OPINION: Let the (renewable) games begin

The Winter Olympics in China in 2022 is aiming to be a "low carbon" event
The Winter Olympics in China in 2022 is aiming to be a "low carbon" event
Jeremy Cresswell
Opinion by Jeremy CresswellEmeritus editor, Energy

Not many days ago, the International Renewable Energy Agency (Irena) put out a statement saying that it is going to “help deliver” a low carbon Winter Olympics in China in 2022.

It will also deliver a renewable energy roadmap to the host city Zhangjiakou in Hebei Province. The agreement is designed to help it become China’s first energy transition pilot city.

Zhangjiakou aims to generate 50% of its power from renewable sources by 2020.

For the 2022 games, the city is to build both an Olympic centre and Olympic stadiums powered by renewable energy. It is, in essence, the first really large step that I’m aware of in terms of decarbonising one of the world’s greatest sporting spectacles, the Olympic Games.

And there’s more, as Irena will also provide strategic advice regarding the development of an International Centre for Renewable Energy Industry Innovation in Zhangjiakou, which is located

125miles from Beijing and apparently has “a strong renewable energy resource endowment”, with abundant wind, solar and biomass potential in the region.

When it comes to energy, most media headlines seem to concentrate on China’s reputation as the world’s biggest polluter because of its massive appetite for coal.

Relatively few tell us that this most populous of countries is also now a world leader in clean energy and apparently at last working to reduce production and consumption of the black stuff.

It’s not that well known, but, between 2012 and 2016, China managed to achieve a 10-fold increase in solar energy adoption, and in 2017 alone, it added 53 gigawatts of solar capacity.

Moreover, China is committed to investing £250billion in renewable power generation by 2020 and generate 20% of its electricity requirements based on renewables by 2030.

It happens, too, that China chaired Irena’s 14th and 15th Council Meetings and is president of the agency’s ninth meeting of the assembly in January next year.

Presumably Irena is keen to guard its reputation and therefore thoroughly checked out China before allowing this kind of profile. I hope so.

Bear in mind that there is currently a campaign building to remove Saudi Arabia from the UN Human Rights Council, the argument being that the kingdom’s membership of the body is “contradictory and ironic”.

Regardless of the fact that the 2022 Winter Olympics are to be staged in China, going low carbon big time is a masterstroke and will hopefully set a trend where, one by one, other major sporting events also take the low carbon road.

Because such events attract massive audiences, with the right kind of investment and related publicity, they could play a hugely important role in driving home the low carbon energy message to huge numbers of people in a way that’s not so far been possible.

I’m not a football fan, but I do recognise its massive popularity and therefore the importance of major competitions, not least the World Cup of 2022, which I suppose is still going to be hosted by Qatar despite the controversy surrounding that choice.

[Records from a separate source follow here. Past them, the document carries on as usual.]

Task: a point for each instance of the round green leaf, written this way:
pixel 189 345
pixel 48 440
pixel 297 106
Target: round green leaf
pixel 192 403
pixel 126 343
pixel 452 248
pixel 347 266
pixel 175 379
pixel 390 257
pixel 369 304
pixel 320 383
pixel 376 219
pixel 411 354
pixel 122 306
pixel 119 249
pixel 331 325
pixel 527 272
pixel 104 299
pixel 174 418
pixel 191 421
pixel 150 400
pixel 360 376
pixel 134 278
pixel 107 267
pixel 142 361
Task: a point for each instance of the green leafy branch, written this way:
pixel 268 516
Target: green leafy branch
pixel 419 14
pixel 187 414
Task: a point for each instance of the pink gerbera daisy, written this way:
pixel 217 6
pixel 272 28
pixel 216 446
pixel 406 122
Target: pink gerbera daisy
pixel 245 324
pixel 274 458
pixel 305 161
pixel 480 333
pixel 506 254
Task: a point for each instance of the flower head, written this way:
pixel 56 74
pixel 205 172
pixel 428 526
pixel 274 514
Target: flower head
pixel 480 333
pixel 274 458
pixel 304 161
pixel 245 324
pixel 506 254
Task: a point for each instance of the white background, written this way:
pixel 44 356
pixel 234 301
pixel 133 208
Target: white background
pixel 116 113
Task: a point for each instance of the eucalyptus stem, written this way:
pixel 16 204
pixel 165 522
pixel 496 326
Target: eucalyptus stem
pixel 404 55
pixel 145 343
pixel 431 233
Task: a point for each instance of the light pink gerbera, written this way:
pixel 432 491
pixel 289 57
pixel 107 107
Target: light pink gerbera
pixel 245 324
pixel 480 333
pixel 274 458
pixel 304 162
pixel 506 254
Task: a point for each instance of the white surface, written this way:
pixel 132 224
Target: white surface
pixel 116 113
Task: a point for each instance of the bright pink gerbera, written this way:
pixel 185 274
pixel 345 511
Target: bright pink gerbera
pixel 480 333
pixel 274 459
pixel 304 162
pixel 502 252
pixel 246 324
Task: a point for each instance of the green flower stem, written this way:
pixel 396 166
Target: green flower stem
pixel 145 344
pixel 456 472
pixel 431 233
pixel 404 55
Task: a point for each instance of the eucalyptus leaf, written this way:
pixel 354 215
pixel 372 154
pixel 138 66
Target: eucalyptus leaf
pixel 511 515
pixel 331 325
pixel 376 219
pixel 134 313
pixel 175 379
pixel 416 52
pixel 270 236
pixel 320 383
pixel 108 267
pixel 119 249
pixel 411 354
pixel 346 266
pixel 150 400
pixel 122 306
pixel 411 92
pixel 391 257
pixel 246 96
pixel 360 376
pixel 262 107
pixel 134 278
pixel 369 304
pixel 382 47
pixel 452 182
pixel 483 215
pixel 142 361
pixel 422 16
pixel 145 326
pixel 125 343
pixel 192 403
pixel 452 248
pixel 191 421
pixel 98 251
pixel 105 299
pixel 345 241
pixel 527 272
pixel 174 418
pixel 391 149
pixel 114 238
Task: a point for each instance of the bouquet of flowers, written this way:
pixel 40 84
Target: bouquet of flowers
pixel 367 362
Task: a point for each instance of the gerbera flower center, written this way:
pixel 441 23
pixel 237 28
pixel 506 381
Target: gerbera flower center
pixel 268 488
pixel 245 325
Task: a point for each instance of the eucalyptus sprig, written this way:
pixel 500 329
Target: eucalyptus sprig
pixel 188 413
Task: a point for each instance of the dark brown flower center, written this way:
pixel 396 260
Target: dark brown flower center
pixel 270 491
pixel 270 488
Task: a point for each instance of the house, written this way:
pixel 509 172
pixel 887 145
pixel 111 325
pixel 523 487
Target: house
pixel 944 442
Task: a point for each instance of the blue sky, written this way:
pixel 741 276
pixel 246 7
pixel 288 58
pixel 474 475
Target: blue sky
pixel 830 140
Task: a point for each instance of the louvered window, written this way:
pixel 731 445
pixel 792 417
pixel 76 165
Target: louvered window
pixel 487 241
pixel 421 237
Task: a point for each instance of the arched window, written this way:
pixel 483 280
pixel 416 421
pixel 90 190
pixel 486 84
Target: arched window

Consider the run-up to the 2022 World Cup, or 2026 or 2030 – multiple qualifying matches in multiple countries in world-class stadiums. Imagine if Irena was to partner that.

When the time comes to choose the venue for the 2026 Winter Olympics, I hope low carbon will be made a mandatory part of the bid process managed by the International Olympic Committee (IOC), if that is not already the case.

The host city will be selected at the 134th IOC Session in September 2019 in Milan, Italy.

Regardless of whether a global sporting event is staged in a cold, temperate or hot location, the need to sensibly manage energy consumption is a critical issue. As for cost, green energy has become highly competitive, so that should not be an issue.

This offers the low carbon energy sector a massive opportunity to showcase technological and other forms of progress towards a significantly more carbon-neutral world over several decades.

Indeed, a low carbon solutions competition covering not just facilities like stadiums, but also related ground, air and water transportation, accommodation and other related stuff could perhaps become a part of the run-up to future Olympics, the World Cup, Commonwealth Games or whatever.

Coming down to earth in ABZ country, I’m aware of the new Aberdeen Exhibition and Conference Centre’s fuel cell plant but I’ve no idea whether the actual structure merely meets current building regulations or whether it goes beyond.

Aberdeen Football Club’s new stadium, I hope that it too sets out to be a leader on the low carbon energy front.

Even one’s local football club is potentially a useful influencer when it comes to changing punter habits and where low carbon really does become cool.

A club that develops that kind of clean energy policy might also be able to attract valuable new sponsorship and advertising revenues.

Back to where this column started. In paragraph two I say that Irena is to deliver a renewable energy roadmap to Winter Olympics 2022 host Zhangjiakou to help it become China’s first energy transition pilot city.

Now that’s what I call ambition. Aberdeen, please take note.